DSCI 100 Assignment 1

Complete the questions below. Compile your answers using Markdown and upload to your RPubs page. Submit a link to your RPubs page (through MOODLE) for grading.

Question 1

Write a few sentences about each of the 5 V’s. Explain why they are important in the context of Big Data. Split each of the V’s into their own “subsection” in Markdown. Ensure that you reference any works that you’ve used in this research.

Volume:

The majority amount of data are generated per second. According to Bernard Marr, in 2015 the amount of data we generated per minute was the same as the amount of data were generated since the beginning up to 2000. Because of the enomous amount of data, we have to the big data technology to store and analyze.

Velocity:

The speed at which data are generated and moved around. Nowsaday, that speed is really fast. The post on Facebook just take seconds to be posted. In fact, the trading system analyze social media about the trigger of buy/sell stocks in milliseconds. with such speed, we need big data to deal with the situation.

Variety:

The type of data: structured, unstructured and semi-structured. In the past most of data were structured, i.e. they were in the form of tables or regional database. However, it was not in the case anymore, most of the world data are unstructured. Big Data technology can deal with those variety type. That will change the data such as text messages, photos, videos, etc to some form more traditional.

Veracity:

The trustworthiness or messiness of the data. Data can be hard to control. For instance, on social media, people can write nearly whatever they want. The content they posted might have some grammartical error, typos and randomly hastags what they thought what their posted related.

Value:

The value that data can bring. Without value, there is no point in collecting, analyzing and storing it in the first place. Data Science try to make the data in to something useful.
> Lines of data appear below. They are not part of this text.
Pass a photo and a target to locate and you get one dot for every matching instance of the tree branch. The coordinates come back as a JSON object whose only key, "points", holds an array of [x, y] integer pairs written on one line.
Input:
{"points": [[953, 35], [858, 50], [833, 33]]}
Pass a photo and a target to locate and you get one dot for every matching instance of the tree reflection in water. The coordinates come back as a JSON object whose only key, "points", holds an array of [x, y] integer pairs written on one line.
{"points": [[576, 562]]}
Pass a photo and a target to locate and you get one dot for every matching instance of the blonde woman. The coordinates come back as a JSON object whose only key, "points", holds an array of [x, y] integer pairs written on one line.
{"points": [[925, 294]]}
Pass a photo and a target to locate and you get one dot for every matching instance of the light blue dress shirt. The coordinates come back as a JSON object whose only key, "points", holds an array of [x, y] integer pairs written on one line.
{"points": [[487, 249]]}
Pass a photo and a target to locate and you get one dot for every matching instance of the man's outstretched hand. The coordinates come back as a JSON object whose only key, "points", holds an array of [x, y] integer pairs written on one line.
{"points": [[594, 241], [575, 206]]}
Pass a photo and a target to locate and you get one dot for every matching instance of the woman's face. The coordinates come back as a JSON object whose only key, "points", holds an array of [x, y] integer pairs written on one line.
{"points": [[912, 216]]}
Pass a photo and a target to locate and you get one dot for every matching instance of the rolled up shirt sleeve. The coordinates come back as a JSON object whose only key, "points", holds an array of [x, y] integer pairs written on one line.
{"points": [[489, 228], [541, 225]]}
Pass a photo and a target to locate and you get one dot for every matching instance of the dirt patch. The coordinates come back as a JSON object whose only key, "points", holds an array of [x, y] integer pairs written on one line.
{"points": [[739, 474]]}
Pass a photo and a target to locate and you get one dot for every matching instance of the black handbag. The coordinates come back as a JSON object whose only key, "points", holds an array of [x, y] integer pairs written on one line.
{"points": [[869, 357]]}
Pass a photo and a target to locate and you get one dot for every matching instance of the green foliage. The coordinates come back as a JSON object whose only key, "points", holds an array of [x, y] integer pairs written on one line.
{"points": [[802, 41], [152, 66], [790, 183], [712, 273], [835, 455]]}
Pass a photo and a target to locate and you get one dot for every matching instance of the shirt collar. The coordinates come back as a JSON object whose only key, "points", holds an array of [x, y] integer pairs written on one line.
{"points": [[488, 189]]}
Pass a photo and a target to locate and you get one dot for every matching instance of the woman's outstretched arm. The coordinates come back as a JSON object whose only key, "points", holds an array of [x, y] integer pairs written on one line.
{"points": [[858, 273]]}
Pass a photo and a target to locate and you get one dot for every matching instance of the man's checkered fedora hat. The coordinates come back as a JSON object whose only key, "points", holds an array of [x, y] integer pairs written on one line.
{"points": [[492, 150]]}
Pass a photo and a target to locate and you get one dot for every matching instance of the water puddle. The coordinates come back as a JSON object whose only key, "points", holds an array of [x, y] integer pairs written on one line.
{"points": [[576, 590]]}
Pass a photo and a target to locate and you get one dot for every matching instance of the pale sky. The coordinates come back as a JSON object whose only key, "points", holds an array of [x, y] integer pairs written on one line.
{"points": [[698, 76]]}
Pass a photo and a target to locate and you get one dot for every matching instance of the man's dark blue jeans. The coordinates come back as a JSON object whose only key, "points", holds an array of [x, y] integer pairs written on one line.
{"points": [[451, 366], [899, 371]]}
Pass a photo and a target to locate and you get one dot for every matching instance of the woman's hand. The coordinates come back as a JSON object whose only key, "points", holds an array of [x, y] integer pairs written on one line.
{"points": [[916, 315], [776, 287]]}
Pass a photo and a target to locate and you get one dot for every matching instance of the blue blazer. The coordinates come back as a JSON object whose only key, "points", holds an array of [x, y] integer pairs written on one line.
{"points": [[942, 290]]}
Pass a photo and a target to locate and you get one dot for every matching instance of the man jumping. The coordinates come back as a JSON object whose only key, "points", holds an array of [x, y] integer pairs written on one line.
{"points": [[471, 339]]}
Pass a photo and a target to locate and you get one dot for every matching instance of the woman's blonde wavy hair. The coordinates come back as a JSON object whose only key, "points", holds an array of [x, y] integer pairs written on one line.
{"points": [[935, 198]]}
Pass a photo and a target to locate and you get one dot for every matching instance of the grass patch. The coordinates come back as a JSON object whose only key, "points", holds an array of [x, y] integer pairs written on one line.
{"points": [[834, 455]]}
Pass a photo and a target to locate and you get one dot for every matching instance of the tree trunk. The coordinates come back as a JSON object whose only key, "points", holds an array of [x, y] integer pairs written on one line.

The link of reference resources link link

Question 2

Which of the 5 V’s do you believe is the most important? Which one will be the one we need to worry about/ deal with most in the future?

I think the most important V is Value. If the data are not bringing benefits or insight, there are no point for us to keep and analyze those data. The fact that data are generated so fast, in the last amount and there are a variety of them which made them costly. Therefore, it might be a good idea to reserve our resources for the data that have value.

Value is also the V we will deal with most in the future. We now all have access to data, have a place to store them, etc. However, not many of us know the way to turn data into something useful.

Question 3

a. You have a file that is 4.5 petabytes. How many terabytes is that file?

\[4.5PB = 4.5PB * \frac{10^{15}B}{1PB} * \frac{1TB}{10^{12}B} = 4.5*10^3TB\]

b. You have a file that is 6.813 zettabytes. How may exabytes is that file?

\[6.813ZB = 6.813ZB * \frac{10^{21}B}{1ZB} * \frac{1EB}{10^{18}B} = 6.813 * 10^3EB\]

c. You have a file that is 50,000,000 petabytes. How many zettabytes is that file?

\[5*10^7PB = 5*10^7PB * \frac{10^{15}B}{1PB} * \frac{1ZB}{10^{21}B} = 50ZB\]

Question 4

Here are 3 data points: \((0,4), (1,8)\) and \((2,10)\). You can perfectly fit these points to the equation \[y = ax^2 + bx + c.\] If we are using this model for prediction, explain what we’ve done wrong and what a better model might be.

First, let plot the 3 data points:

In the graph, we will predict the next point x= 3 will have y value between 16 and 12.

However, we know the equation in form of \(y = ax^2 + bx + c\) will best fit with the 3 data points we have.

\[ c = 4 \] \[a + b + c = 8 \] \[4a + 2b + c = 10 \]

Solve that we will get \(y = -x^2 + 5x + 4\) put \(x = 3\) in the equation we will get \(y = 10\). If we continue with \(x = 4\) we will get \(y = 8\). We can see this is not a good model for prediction. What we have done wrong was we did not take account for error. We should leave some space for error.

The better model will be linear equation: \(y=mx+b\). We calculated and we will get the equation for that line: \(y=3x+\frac{13}{3}\)